Oakley climbed to five thousand feet, and then pushed the cyclic forward, sending the nose down. Carrie Ann went weightless, lifting up into her straps, but she kept her finger on her fire button and her eyes on the TADS.

When she saw the square below her she looked to the point where they’d stumbled onto the ZPU fifteen minutes earlier. It was still there, but in the process of turning around.

Oakley said, “They’ve seen us.”

Carrie Ann kept her voice calm. “Press the attack. I’m lazing.” An invisible beam left Pyro 1–1 and shot forward, striking the Russian 14.5-millimeter gun. She pressed the trigger on the cyclic, and a Hellfire dropped off the pylon and launched forward. “Missile away.”

Oakley kept his ship aimed at the wrecked town below, and shot lower and lower, flying behind the much faster Hellfire missile. Davenport had to keep the laser locked on the weapon until the moment of impact, lest the missile lose its acquisition of the target.

The problem was the Apache was flying right into the potential blast radius of the explosion. Oakley would have to wrench the helo hard to keep them from hitting debris once the Hellfire struck.

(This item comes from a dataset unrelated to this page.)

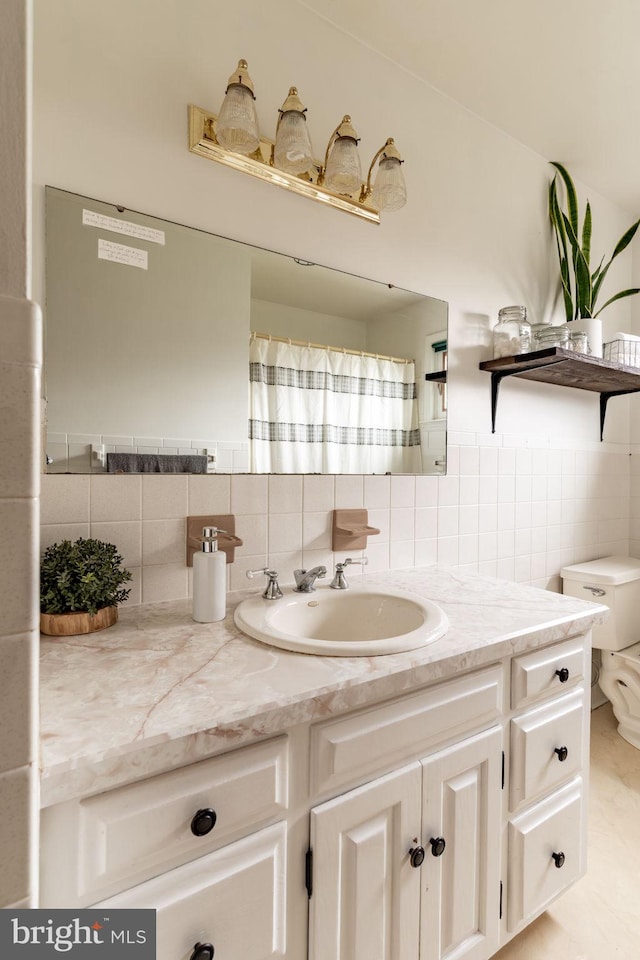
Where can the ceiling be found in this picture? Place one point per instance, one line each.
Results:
(561, 76)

“Three seconds,” Carrie Ann said. And then, “Impact!”

Oak pulled hard on the collective and banked to the left, all but spinning the fifty-foot-long machine sideways above the square.

The ZPU exploded into thousands of pieces, killing the entire gun crew in the process, Carrie Ann’s gun camera footage would later confirm.

For now, however, the two hot, sweaty, and exhausted helicopter crew left the town, heading back to the north, hoping they’d done enough for the group of female fighters climbing over the broken rubble toward the south and, eventually, toward Mosul.